LOL! I missed the ‘fuel sfh purchases’ part of your question.
My advice still holds.
Your first source of financing, should be sellers, not be banks. Your first source of down payments should also be the seller, and not what you’ve earned.
That said, go find everything that Robert Allen has written on “Nothing Down” (no down payment formulas).
Actually Bernard Zick taught him most of what he knows, but Zick is dead, and it’s like pulling teeth to get people to sell their Zick Materials.
Otherwise, one of my students uses the cash flow system I taught him to fund his commerical rehab business. It’s basically what you want to do, but he’s not buying SFH with his cash-flow.

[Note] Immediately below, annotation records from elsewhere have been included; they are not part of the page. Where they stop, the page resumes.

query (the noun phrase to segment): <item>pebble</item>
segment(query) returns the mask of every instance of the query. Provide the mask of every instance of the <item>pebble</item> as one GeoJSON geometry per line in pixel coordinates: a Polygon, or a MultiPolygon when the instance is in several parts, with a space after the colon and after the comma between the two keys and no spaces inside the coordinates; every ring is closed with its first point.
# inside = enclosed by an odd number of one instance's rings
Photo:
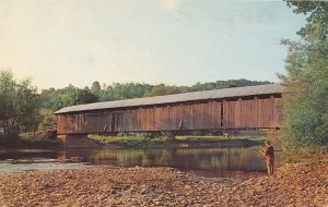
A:
{"type": "Polygon", "coordinates": [[[328,160],[214,182],[172,168],[90,168],[0,175],[0,206],[328,206],[328,160]]]}

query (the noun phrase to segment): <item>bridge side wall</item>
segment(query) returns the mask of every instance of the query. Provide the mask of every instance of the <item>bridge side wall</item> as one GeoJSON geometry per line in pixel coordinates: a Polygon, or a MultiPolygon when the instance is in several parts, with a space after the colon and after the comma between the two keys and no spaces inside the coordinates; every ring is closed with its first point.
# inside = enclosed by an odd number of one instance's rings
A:
{"type": "Polygon", "coordinates": [[[58,114],[58,134],[280,126],[280,98],[208,100],[58,114]]]}

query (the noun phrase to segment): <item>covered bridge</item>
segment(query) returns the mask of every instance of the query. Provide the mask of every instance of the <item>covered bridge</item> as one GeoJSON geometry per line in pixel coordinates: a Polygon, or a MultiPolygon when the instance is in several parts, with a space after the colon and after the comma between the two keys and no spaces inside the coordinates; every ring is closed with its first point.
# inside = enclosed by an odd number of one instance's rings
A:
{"type": "Polygon", "coordinates": [[[268,84],[71,106],[55,112],[57,133],[279,129],[281,94],[268,84]]]}

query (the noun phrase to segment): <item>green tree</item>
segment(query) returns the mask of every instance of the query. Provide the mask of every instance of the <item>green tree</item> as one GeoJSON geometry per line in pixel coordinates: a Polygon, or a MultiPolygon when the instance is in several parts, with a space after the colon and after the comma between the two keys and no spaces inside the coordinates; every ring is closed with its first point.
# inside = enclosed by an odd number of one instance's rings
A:
{"type": "Polygon", "coordinates": [[[288,1],[294,12],[307,14],[297,34],[301,40],[282,40],[289,46],[283,96],[282,141],[286,148],[313,148],[328,142],[328,2],[288,1]]]}
{"type": "Polygon", "coordinates": [[[11,71],[0,71],[0,123],[7,137],[35,131],[38,96],[30,80],[16,82],[11,71]]]}

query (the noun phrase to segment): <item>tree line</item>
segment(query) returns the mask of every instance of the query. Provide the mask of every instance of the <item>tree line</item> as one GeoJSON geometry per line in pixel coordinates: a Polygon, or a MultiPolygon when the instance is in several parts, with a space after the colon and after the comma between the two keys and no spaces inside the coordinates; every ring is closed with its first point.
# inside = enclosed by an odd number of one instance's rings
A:
{"type": "Polygon", "coordinates": [[[0,71],[0,129],[3,129],[2,134],[8,137],[16,136],[21,132],[42,131],[46,126],[56,125],[55,111],[73,105],[269,83],[241,78],[197,83],[192,86],[172,86],[144,83],[101,85],[95,81],[91,87],[79,88],[70,84],[60,89],[48,88],[37,93],[30,80],[17,82],[11,71],[0,71]]]}
{"type": "Polygon", "coordinates": [[[298,41],[289,48],[283,95],[283,145],[289,150],[328,144],[328,2],[286,1],[293,12],[307,15],[298,41]]]}

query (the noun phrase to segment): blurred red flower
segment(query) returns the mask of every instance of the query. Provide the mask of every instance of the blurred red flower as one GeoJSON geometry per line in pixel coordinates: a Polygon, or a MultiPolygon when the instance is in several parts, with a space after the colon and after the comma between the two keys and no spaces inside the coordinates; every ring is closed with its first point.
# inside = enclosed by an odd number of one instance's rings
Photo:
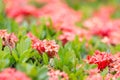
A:
{"type": "Polygon", "coordinates": [[[95,54],[87,57],[90,64],[97,64],[101,71],[113,62],[114,57],[106,52],[96,51],[95,54]]]}
{"type": "Polygon", "coordinates": [[[31,80],[24,73],[15,70],[14,68],[7,68],[0,72],[0,80],[31,80]]]}
{"type": "Polygon", "coordinates": [[[68,75],[65,72],[51,69],[48,72],[49,80],[69,80],[68,75]]]}

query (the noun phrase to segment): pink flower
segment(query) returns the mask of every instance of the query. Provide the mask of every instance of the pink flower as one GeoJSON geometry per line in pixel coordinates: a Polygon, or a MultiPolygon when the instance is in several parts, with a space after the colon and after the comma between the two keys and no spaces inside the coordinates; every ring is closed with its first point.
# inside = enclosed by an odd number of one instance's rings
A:
{"type": "Polygon", "coordinates": [[[0,30],[0,38],[2,38],[3,49],[5,46],[10,47],[11,49],[15,47],[15,43],[18,41],[18,38],[14,33],[8,34],[6,30],[0,30]]]}
{"type": "Polygon", "coordinates": [[[13,68],[7,68],[0,72],[0,80],[31,80],[24,73],[13,68]]]}
{"type": "Polygon", "coordinates": [[[57,45],[54,40],[38,41],[32,44],[32,47],[41,54],[46,52],[49,57],[54,57],[57,55],[57,52],[59,50],[59,45],[57,45]]]}
{"type": "Polygon", "coordinates": [[[37,9],[28,2],[29,0],[4,0],[7,16],[15,19],[18,23],[30,15],[36,17],[37,9]]]}
{"type": "Polygon", "coordinates": [[[100,70],[109,66],[113,62],[113,59],[114,57],[111,54],[100,51],[96,51],[92,57],[88,56],[88,62],[90,64],[97,64],[100,70]]]}
{"type": "Polygon", "coordinates": [[[56,44],[55,40],[39,40],[30,32],[27,36],[32,40],[32,47],[40,54],[46,52],[49,57],[57,56],[59,45],[56,44]]]}
{"type": "Polygon", "coordinates": [[[49,80],[69,80],[68,75],[65,72],[51,69],[48,72],[49,80]]]}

He wasn’t a newbie, so he had confidence to wade into the half-million dollar price points, and flipped the financing on two houses, and within four months he had over $80,000 to work with on his commerical rehab business.
To give you some perspective, he was stalled investing-wise, and his credit was still wrecked from the bubble; losing five houses to foreclosure. However, he and his wife had good-paying jobs, and so coming up with some working capital wasn’t an issue. Something like $15,000.
On the first house he had to pay three back payments, which he paid from the down payment he received on the sale he financed. On the second house, the seller wanted five thousand ‘just because’. So, it cost my student about $9k plus advertising to 2,500 prospects once a month for what turned out to be two months, before he got distracted by his commercial rehab steal deal.
His one-time costs included:
- professional house cleaning,
- lawn mowing,
- pool cleaning,
- window washing,
- carpet cleaning,
- a mailing list,
- my training
- time writing and posting classifieds
- time, gas, materials placing bandit signs
- postage and mailing service
- attorney review of his documents
All that, in return for $80k in four months.
I don’t know where, or how else, you can make a quick $80k to fuel your SFH investing, for little more than a $9k investment. Even then, half that investment was paid for out of a buyer’s down payments. So, it was more like $6k plus costs to put $80k in the bank.
To be fair, that was pre-tax profits. However, he didn’t have to pay taxes for at least a year later.
That’s one suggestion that’s actionable, and realistic.